Drigan has asked for the wisdom of the Perl Monks concerning the following question:

Hey Monks, I'm looking through a large amount of data on a regular basis to make sure that no copyrights get missed. To spot a line that has a copyright in it, I'm currently looking for this:

^(?=.*\Wcopyright(\W|ed\W)|\s\(c\)\s)(?=.*\D(19|20)\d\d\D)

This catches anything with a year from 1900 to 2099, and the words "Copyright", "Copyrighted", or, "(c)" This does the job, but . . . I'd like to crank up the speed any way that I can, and looking through a 100,000 character (binary) line twice seems a little unnecessary when I know that the year will be within 200 characters of the copyright announcement.

I thought I could anchor off of the copyright announcement, and then look at my previous 200 and next 200 characters to see if they contain a year, eliminating nearly half of my search zone for long strings.

Something like this:
^.*Wcopyright(\W|ed\W)|\s\(c\)\s((?=.{0,200}\D(19|20)\d\d\D)|(?<=.{0,200}\D(19|20)\d\d\D.{0,200}))

When I tried this, I got "Variable length lookbehind not implemented in regex"

How can I make this search more efficient?

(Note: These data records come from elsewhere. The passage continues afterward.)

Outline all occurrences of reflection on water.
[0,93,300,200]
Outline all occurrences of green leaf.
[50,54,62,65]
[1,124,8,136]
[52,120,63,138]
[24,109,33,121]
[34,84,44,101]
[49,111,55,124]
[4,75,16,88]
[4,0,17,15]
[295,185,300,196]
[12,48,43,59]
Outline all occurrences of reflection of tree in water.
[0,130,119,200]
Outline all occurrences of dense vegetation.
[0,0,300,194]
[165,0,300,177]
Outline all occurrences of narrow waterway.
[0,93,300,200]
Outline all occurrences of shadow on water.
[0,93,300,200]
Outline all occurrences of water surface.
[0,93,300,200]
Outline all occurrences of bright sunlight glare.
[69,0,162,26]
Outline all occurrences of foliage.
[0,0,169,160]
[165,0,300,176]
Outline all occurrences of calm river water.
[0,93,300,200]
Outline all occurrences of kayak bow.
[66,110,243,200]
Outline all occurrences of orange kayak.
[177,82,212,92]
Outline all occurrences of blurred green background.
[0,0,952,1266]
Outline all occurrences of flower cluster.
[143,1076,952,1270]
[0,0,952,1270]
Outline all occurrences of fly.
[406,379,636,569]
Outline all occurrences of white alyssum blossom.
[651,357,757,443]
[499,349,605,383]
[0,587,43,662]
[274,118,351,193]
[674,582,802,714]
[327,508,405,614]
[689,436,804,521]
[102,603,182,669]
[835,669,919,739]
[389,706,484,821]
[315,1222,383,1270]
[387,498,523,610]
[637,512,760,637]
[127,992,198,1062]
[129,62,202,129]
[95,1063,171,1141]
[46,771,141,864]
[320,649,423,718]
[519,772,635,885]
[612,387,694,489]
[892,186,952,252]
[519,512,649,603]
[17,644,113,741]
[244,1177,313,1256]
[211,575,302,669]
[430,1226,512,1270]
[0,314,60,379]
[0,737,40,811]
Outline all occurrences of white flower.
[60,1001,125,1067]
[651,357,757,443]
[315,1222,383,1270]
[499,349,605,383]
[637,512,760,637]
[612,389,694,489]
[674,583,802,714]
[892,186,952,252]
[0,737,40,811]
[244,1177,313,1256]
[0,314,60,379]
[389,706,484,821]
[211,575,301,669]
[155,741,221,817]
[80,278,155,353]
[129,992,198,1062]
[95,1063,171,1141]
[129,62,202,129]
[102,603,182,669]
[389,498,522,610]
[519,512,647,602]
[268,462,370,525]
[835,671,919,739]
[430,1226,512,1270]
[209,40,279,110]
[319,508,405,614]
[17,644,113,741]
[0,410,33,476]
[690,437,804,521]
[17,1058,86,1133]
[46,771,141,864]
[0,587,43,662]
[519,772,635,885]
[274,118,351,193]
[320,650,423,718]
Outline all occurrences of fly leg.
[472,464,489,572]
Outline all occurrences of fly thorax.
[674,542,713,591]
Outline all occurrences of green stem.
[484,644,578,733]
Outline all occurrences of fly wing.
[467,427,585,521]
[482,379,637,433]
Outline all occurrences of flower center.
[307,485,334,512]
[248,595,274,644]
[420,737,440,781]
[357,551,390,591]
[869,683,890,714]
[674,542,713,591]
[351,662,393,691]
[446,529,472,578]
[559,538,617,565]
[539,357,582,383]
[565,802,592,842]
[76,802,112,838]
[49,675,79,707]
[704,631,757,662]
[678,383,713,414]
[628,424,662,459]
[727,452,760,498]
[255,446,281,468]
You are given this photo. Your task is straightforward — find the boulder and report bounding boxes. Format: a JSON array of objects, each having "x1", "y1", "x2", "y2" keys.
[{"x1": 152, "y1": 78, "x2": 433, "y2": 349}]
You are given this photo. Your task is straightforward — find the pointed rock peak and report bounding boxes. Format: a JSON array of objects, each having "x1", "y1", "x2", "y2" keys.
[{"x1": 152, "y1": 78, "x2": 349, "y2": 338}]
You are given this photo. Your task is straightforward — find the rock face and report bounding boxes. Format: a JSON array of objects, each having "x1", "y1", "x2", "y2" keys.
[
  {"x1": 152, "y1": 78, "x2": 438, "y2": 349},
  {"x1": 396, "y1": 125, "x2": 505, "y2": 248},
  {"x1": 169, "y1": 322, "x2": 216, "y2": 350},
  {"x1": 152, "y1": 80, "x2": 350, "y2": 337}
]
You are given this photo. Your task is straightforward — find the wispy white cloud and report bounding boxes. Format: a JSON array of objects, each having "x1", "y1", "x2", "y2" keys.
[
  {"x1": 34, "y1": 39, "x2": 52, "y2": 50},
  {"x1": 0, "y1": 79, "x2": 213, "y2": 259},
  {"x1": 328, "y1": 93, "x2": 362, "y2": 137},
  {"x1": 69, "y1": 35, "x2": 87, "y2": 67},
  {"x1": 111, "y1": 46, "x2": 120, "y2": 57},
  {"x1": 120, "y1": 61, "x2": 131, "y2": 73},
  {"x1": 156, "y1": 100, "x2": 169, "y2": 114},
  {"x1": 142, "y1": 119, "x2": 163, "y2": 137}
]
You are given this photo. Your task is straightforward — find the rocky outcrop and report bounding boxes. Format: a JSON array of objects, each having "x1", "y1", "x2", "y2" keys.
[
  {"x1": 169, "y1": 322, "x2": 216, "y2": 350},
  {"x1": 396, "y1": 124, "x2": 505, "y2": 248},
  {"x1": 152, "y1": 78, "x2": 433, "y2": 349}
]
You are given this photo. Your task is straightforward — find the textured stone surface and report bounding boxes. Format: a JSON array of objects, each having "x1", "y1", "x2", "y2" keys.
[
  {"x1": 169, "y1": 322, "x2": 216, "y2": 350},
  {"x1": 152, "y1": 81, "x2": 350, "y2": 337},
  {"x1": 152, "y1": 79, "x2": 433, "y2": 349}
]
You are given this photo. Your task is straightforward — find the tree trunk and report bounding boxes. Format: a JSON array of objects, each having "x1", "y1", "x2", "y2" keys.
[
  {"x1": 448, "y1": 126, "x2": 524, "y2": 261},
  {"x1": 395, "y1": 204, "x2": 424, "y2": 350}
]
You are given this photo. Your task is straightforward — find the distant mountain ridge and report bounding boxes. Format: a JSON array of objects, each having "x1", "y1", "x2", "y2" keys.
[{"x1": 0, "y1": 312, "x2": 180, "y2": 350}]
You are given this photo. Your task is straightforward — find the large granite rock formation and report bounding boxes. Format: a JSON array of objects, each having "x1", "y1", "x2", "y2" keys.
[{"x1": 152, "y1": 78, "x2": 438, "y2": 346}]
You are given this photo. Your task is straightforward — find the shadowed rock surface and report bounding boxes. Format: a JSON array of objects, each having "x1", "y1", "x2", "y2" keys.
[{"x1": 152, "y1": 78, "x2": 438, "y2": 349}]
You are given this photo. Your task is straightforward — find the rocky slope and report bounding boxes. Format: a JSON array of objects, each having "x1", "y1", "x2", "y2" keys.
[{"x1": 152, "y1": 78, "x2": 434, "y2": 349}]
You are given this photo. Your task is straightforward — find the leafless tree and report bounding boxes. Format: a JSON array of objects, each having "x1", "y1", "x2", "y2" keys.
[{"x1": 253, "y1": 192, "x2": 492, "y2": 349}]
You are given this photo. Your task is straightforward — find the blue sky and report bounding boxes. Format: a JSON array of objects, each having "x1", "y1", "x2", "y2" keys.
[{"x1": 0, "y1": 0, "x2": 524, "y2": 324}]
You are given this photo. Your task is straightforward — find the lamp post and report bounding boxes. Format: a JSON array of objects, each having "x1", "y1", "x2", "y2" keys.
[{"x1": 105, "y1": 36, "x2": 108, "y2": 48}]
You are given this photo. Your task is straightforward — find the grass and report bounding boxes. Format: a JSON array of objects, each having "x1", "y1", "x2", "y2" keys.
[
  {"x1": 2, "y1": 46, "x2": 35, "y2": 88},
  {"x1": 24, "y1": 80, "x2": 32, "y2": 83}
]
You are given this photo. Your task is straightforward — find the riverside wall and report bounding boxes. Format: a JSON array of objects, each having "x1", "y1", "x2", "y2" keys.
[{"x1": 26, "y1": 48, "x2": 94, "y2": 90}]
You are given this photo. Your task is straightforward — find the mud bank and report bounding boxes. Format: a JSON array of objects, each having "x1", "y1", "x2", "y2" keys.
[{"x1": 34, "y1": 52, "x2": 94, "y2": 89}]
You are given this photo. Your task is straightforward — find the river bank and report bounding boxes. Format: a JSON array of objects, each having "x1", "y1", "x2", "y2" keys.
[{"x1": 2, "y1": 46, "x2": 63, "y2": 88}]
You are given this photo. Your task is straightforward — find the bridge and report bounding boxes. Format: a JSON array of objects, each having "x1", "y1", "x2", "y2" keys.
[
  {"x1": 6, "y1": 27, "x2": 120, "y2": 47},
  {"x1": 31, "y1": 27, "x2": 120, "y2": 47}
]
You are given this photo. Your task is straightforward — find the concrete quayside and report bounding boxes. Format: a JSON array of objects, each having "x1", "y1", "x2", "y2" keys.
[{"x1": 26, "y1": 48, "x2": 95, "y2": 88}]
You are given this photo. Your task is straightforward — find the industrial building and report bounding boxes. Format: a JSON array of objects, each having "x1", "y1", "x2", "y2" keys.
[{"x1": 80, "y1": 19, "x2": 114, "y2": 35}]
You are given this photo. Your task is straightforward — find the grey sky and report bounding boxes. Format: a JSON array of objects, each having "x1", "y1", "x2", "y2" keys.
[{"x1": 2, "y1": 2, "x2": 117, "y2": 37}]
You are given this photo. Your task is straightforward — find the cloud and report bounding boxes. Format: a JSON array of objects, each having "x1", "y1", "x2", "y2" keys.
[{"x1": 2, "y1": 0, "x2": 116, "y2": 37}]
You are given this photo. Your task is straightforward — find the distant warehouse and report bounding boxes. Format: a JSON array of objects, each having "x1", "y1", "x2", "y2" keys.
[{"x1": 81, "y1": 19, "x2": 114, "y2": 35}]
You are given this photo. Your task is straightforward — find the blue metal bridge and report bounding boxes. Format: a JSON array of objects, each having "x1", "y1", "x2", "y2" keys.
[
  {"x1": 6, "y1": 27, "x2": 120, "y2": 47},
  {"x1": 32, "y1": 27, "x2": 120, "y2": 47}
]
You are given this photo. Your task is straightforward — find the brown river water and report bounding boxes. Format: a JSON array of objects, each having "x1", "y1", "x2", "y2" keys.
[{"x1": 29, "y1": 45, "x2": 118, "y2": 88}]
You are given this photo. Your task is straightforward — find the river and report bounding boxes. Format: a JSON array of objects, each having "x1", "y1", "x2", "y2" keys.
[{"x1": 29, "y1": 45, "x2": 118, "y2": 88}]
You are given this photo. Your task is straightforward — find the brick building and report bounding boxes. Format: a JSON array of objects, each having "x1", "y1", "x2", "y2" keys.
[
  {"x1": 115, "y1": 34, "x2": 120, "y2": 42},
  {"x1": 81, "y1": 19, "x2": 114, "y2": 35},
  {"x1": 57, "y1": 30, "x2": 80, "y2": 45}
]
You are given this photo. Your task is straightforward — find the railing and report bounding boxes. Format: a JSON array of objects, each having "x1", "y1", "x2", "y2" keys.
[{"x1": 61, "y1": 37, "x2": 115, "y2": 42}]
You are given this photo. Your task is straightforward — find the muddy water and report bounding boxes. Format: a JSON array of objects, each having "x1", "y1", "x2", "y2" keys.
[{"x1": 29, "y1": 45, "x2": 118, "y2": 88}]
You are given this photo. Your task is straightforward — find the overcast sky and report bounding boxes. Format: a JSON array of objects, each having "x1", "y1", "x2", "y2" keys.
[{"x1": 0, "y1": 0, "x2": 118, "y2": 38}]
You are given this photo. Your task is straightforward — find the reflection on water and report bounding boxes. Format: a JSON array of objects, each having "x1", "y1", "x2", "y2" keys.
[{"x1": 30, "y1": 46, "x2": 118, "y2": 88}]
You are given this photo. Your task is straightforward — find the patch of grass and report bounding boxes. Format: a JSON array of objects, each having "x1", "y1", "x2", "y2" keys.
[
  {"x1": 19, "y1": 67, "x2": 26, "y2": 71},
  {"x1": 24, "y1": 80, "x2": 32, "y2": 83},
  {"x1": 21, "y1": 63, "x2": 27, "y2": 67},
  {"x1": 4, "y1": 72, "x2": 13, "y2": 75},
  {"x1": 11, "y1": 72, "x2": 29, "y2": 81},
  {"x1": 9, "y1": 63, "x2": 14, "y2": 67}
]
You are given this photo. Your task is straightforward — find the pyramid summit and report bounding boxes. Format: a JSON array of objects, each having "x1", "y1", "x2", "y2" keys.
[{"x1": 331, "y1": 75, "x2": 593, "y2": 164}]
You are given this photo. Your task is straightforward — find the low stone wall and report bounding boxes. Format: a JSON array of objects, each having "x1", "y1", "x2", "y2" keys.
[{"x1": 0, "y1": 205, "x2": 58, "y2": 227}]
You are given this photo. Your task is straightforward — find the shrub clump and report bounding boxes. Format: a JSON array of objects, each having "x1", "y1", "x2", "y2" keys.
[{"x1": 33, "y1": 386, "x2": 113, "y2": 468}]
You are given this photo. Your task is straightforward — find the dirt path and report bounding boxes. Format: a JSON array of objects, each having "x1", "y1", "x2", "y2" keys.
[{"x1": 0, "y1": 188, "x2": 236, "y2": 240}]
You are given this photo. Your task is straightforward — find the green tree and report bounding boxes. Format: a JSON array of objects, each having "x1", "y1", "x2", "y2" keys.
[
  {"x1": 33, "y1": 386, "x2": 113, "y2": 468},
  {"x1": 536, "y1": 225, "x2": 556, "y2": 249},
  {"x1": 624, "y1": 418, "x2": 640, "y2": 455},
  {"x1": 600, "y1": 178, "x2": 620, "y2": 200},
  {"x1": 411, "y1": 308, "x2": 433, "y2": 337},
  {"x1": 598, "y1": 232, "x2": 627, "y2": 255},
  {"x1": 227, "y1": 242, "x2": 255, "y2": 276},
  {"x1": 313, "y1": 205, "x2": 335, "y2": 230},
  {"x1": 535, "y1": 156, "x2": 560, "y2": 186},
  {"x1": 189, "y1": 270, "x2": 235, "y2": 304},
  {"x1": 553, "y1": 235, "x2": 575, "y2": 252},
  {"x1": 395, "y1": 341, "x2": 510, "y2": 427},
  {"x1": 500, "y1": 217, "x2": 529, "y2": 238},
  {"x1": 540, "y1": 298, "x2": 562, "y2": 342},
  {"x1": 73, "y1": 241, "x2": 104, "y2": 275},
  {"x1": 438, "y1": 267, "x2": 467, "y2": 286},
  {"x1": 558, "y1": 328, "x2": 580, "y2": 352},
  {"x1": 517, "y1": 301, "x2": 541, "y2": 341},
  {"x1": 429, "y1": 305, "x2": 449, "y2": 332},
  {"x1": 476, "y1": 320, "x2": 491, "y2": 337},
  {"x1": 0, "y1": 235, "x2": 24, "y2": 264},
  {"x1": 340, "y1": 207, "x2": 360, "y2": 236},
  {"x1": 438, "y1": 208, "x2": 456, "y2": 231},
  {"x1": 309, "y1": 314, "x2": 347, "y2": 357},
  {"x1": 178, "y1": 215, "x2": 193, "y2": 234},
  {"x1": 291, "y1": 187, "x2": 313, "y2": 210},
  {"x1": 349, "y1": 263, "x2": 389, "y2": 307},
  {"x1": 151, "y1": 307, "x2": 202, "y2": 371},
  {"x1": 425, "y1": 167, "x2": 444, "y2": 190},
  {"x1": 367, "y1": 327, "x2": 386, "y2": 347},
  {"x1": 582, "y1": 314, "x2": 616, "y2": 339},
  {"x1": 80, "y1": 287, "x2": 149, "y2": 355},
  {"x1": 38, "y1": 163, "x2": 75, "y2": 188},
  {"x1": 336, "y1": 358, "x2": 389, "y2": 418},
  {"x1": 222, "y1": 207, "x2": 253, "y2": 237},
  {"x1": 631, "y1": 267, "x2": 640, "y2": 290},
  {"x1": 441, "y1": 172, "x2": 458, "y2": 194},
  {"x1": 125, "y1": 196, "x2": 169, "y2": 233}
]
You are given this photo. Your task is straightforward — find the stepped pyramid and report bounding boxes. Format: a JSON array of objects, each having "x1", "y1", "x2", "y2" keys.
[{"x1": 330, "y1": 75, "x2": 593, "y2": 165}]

Replies are listed 'Best First'.
Re: Lookaround Assertions
by moritz (Cardinal) on Jul 21, 2009 at 21:39 UTC
    You can try not use look-around assertions at all, for example by splitting it up into two ordinary alternatives:
    my $copyright = qr{\b copyright (?:ed)? \b }xi; my $date = qr{\b (?:19|20) \d\d \b }x; if ($str =~ s/$copyright.{0,200}$date|$date.{0,200}$copyright/) {...}

    You'd have to check with your real data if it's actually faster, but chances are that it will because it doesn't check every string position for a look-around.

    If you want to stick with your look-around approach, you can use look-aheads, which support variable width regexes.

OT: copyright parsing
by Your Mother (Archbishop) on Jul 21, 2009 at 21:56 UTC

    I'm the resident wet-blanket. I'm not sure what your project covers but putting a notice in the text is not a legal requirement to secure copyrights. So any text lacking the things you are looking for is quite likely to be copyrighted too. Be careful and if you or your employer is doing a serious project, get a lawyer to sign off on all your practices.

Re: Lookaround Assertions
by johngg (Canon) on Jul 21, 2009 at 21:40 UTC

    How about using substr to look only in a window around the copyright text, something like (not tested)

    my $pos; if ( $string =~ m{(?=.*\Wcopyright(\W|ed\W)|\s\(c\)\s)} ) { $pos = pos( $string ) - 200; $pos = 0 if $pos < 0; } else { warn qq{Copyright text not found\n}; next; # or whatever } my $date = $1 if substr( $string, $pos, 400 ) =~ m{\D((?:19|20)\d\d)\D};

    I hope this is useful.

    Cheers,

    JohnGG

    Update: Corrected warning line, I'd mixed double quotes and a qq{...} quoting construct :-/

Re: Lookaround Assertions
by AnomalousMonk (Archbishop) on Jul 22, 2009 at 01:27 UTC
    I like moritz's approach of completely avoiding the use of look-around assertions.

    However, if you are using 5.10 and absolutely must have a variable width look-behind, the  \K "keep" assertion (if that's the proper term) provides a way. See  (?<=pattern) \K in the Look Around Assertions section of perlre.